Gold and precious metals preview: Eight companies are advancing projects around the world

The Toronto-based junior is focused on advancing its flagship Thunder Bay North project in Ontario, approximately 50 km northeast of the city of Thunder Bay and 60 km southeast of the Lac des Iles mine, owned by Impala Canada Ltd. (part of the Implats group).
In April, Clean Air Metals announced the latest assay results from its 2022 drilling campaign at the Escape-copper-nickel platinum group element deposit in Thunder Bay North.
Drilling highlights included hole ELR22-129, which intersected 90 meters grading 1.04 grams of platinum per tonne, 1.33 grams of palladium per tonne, 0.49% copper and 0.28% nickel at from 308 meters deep, including 5 meters grading 2.38 grams of platinum, 2.99 grams of palladium, 1.12% copper and 0.62% nickel.
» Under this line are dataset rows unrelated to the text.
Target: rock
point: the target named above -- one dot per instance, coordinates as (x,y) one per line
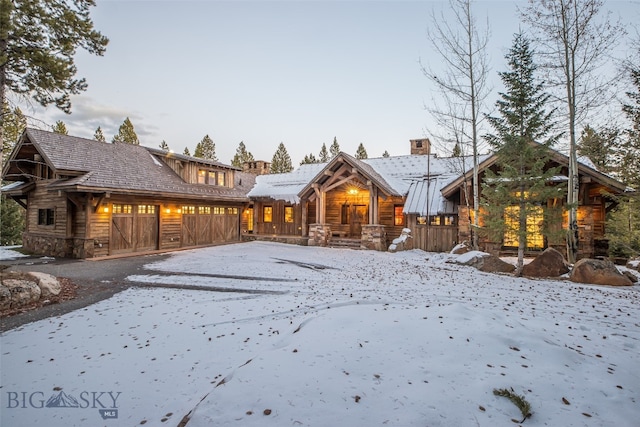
(484,262)
(549,263)
(48,284)
(493,264)
(631,276)
(23,291)
(461,248)
(402,243)
(5,298)
(598,272)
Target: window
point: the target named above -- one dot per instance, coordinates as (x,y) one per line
(398,216)
(120,209)
(46,217)
(222,179)
(202,176)
(288,214)
(345,214)
(250,220)
(149,209)
(267,214)
(534,238)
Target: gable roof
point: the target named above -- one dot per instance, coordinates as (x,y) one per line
(93,166)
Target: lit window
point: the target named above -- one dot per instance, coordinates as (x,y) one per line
(120,209)
(288,214)
(46,217)
(398,216)
(267,214)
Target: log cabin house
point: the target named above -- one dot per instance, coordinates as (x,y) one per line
(88,199)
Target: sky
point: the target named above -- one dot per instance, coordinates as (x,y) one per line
(310,336)
(266,72)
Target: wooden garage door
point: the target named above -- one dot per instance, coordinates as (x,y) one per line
(134,228)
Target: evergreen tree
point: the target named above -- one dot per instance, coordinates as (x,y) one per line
(457,151)
(623,225)
(38,40)
(12,215)
(361,153)
(60,128)
(519,190)
(126,133)
(309,158)
(323,157)
(206,149)
(281,161)
(241,156)
(99,135)
(334,150)
(598,146)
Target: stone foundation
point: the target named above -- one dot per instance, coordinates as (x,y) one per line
(374,237)
(319,234)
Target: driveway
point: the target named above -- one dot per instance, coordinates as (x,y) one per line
(96,280)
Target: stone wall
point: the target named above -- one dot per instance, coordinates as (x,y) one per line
(374,237)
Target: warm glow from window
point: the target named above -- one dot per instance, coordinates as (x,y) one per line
(267,214)
(288,214)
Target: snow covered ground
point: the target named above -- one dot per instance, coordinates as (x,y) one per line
(307,336)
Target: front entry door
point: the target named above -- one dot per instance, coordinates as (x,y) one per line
(359,216)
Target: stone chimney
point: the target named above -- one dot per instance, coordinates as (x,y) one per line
(421,146)
(258,167)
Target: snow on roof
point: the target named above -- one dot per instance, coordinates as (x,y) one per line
(285,186)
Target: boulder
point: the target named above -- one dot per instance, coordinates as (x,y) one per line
(5,298)
(598,272)
(23,291)
(631,276)
(549,263)
(484,262)
(48,284)
(461,248)
(402,243)
(493,264)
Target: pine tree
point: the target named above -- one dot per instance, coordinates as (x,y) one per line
(38,40)
(206,149)
(519,189)
(323,157)
(126,133)
(99,135)
(281,161)
(309,158)
(12,216)
(598,146)
(457,151)
(60,128)
(334,150)
(361,153)
(241,156)
(623,224)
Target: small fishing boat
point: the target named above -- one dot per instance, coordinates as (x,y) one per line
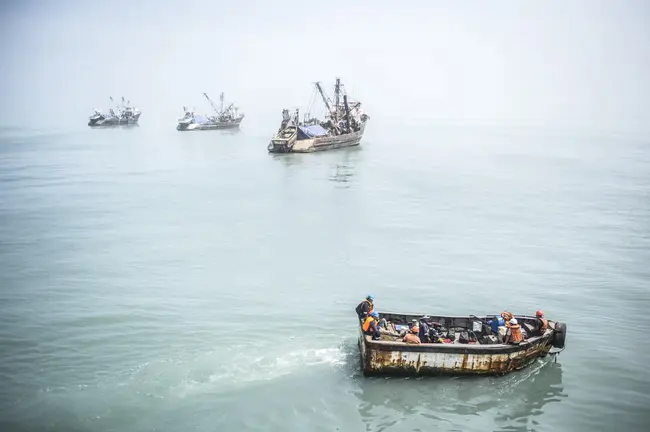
(225,118)
(463,346)
(125,115)
(343,126)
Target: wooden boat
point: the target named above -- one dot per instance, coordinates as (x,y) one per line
(343,126)
(484,356)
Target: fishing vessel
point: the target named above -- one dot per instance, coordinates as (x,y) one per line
(478,352)
(225,118)
(122,115)
(343,125)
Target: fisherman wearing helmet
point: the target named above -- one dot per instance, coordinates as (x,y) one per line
(370,326)
(412,336)
(514,329)
(365,308)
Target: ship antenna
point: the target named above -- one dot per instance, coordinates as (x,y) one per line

According to the company, this hole intercepted a structural corridor called the Sail Zone, which crosses the eastern edge of the Escape South High Grade Zone and trends northwest along the trend of the Escape mineralized deposit.
A preliminary economic assessment of the project in December called for a 10-year life underground mine producing 629,000 oz. platinum, 618,000 oz. palladium, 111 million pounds of copper, 57 million pounds of nickel, 38,000 oz. gold and 850,000 oz. silver (2.9 million platinum equivalent ounces) from the Escape and Current deposits. About 65.2% of total production would occur in the first five years.
Production figures were based on an average rate of 4,450 tonnes per day (3,600 tonnes per day of ore and 850 tonnes per day of waste). It also includes a new stand-alone grinding complex and tailings management facility. The mill would be powered by both Current and Escape.
The preliminary study estimated an after-tax net present value of $378.4 million, using a discount rate of 5% and metal prices of $969 per ounce. platinum, $2,214 an ounce. palladium, $1,723 an ounce. gold, $22 an ounce. silver, $3.09 per pound copper and $6.86 per pound nickel, and an after-tax internal rate of return of 29.8%.
Return on investment from the start of commercial operation would take 2.4 years with initial capital expenditures estimated at $287.4 million, including $47.1 million in contingencies.